3.1 Acceptance must include sufficient information to enable us to proceed. Otherwise, prices may be adjusted.

3.2 Delays caused by the Purchaser may result in increased costs.

3.3 Prices exclude VAT.

4. LIMITS OF CONTRACT

Only items specified in our quotation are included. Suitability for purpose is the Purchaser’s responsibility unless agreed otherwise.

5. DRAWINGS AND SPECIFICATIONS

All drawings, weights, dimensions and descriptions are approximate and for guidance only.

6. TESTING

Goods are inspected and tested where practicable prior to dispatch.

Additional testing requested by the Purchaser will be charged. Failure to attend notified tests will result in deemed acceptance.

7. DESPATCH

Delivery times are estimates only. We are not liable for delays caused by external factors or the Purchaser.

8. DELIVERY

8.1 Delivery method is at our discretion unless otherwise agreed.

8.2 The Purchaser is responsible for off-loading.

8.3 Incoterms apply where relevant.

9. STORAGE

If delivery is delayed by the Purchaser, storage may be arranged at the Purchaser’s cost.

10. TERMS OF PAYMENT

Payment terms are as follows unless otherwise agreed:

  • FOB: upon shipping documents
  • FOR/FOT: upon dispatch notification
  • All other cases: 30 days from invoice

Late payment may result in suspension, cancellation, or reallocation of funds.
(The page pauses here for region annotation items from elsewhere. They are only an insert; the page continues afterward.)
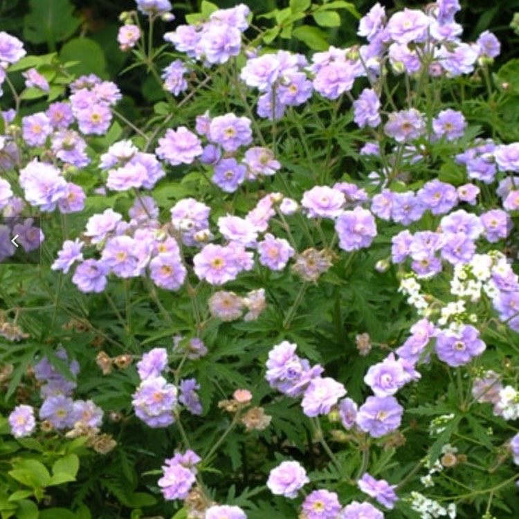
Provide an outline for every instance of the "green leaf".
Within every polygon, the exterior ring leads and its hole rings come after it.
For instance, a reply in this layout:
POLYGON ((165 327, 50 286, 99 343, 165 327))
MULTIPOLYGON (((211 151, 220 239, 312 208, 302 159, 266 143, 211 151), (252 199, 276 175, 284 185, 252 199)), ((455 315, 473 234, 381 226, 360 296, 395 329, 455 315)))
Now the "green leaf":
POLYGON ((46 42, 52 48, 55 42, 71 36, 81 24, 69 0, 30 0, 29 5, 29 14, 24 19, 24 38, 31 43, 46 42))
POLYGON ((107 77, 102 48, 90 38, 74 38, 67 42, 60 51, 60 60, 62 63, 78 62, 69 69, 77 75, 95 74, 102 78, 107 77))
POLYGON ((329 46, 326 40, 326 34, 317 27, 302 25, 292 31, 292 35, 314 51, 326 51, 329 46))
POLYGON ((312 17, 320 27, 338 27, 340 25, 340 17, 335 11, 317 11, 312 17))
MULTIPOLYGON (((16 511, 16 516, 18 519, 38 519, 39 510, 36 503, 24 499, 18 502, 18 509, 16 511)), ((55 518, 58 519, 58 518, 55 518)))
POLYGON ((303 12, 310 7, 310 0, 290 0, 290 9, 292 12, 303 12))

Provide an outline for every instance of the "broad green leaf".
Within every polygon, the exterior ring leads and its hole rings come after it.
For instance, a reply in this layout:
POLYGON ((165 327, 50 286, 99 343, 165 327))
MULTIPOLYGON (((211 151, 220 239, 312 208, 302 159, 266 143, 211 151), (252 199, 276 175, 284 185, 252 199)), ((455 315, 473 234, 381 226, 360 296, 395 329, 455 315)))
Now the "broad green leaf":
POLYGON ((335 11, 317 11, 312 17, 320 27, 338 27, 340 25, 340 17, 335 11))
POLYGON ((292 31, 292 35, 314 51, 326 51, 329 46, 326 41, 326 34, 317 27, 302 25, 292 31))
MULTIPOLYGON (((33 501, 24 499, 18 502, 16 516, 18 519, 38 519, 39 511, 37 505, 33 501)), ((55 519, 57 519, 57 518, 55 518, 55 519)))
POLYGON ((24 37, 34 44, 55 42, 70 37, 81 24, 74 16, 69 0, 30 0, 29 14, 24 19, 24 37))
POLYGON ((310 0, 290 0, 290 8, 292 12, 303 12, 310 7, 310 0))
POLYGON ((102 78, 107 77, 102 48, 90 38, 74 38, 67 42, 60 51, 60 60, 62 63, 78 62, 69 68, 76 75, 95 74, 102 78))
Interest will be charged at 4% above base rate.

11. RISK AND PROPERTY

Risk passes on delivery. Ownership remains with us until full payment is received.

Goods must be stored separately and identifiable.

We reserve the right to repossess goods in case of non-payment or insolvency.

12. LOSS OR DAMAGE IN TRANSIT

Claims must be made within 3 days of delivery.

13. WARRANTY

Goods are warranted for 6 months from commissioning or 18 months from dispatch.

Warranty excludes corrosion, misuse, or unauthorised modification.

Liability is limited to repair or replacement.

14. LIMITATION OF LIABILITY

Total liability shall not exceed the value of the Goods supplied.

We are not liable for indirect or consequential losses.

15. INTELLECTUAL PROPERTY

We indemnify against valid IP claims except where arising from Purchaser designs or misuse.

16. SITE LIABILITY

Where we operate on-site, liability for damage caused by our negligence is capped at £100,000 or the Contract value.

17. WAIVER OF SUBROGATION

The Purchaser must ensure insurance policies waive subrogation rights against us.

18. FORCE MAJEURE

We are not liable for delays caused by events beyond our control.

19. INSOLVENCY

We may suspend or terminate the Contract if the Purchaser becomes insolvent.

20. GOVERNING LAW

These Terms are governed by English law.

21. THIRD PARTY RIGHTS

No third party shall have rights under the Contracts (Rights of Third Parties) Act 1999.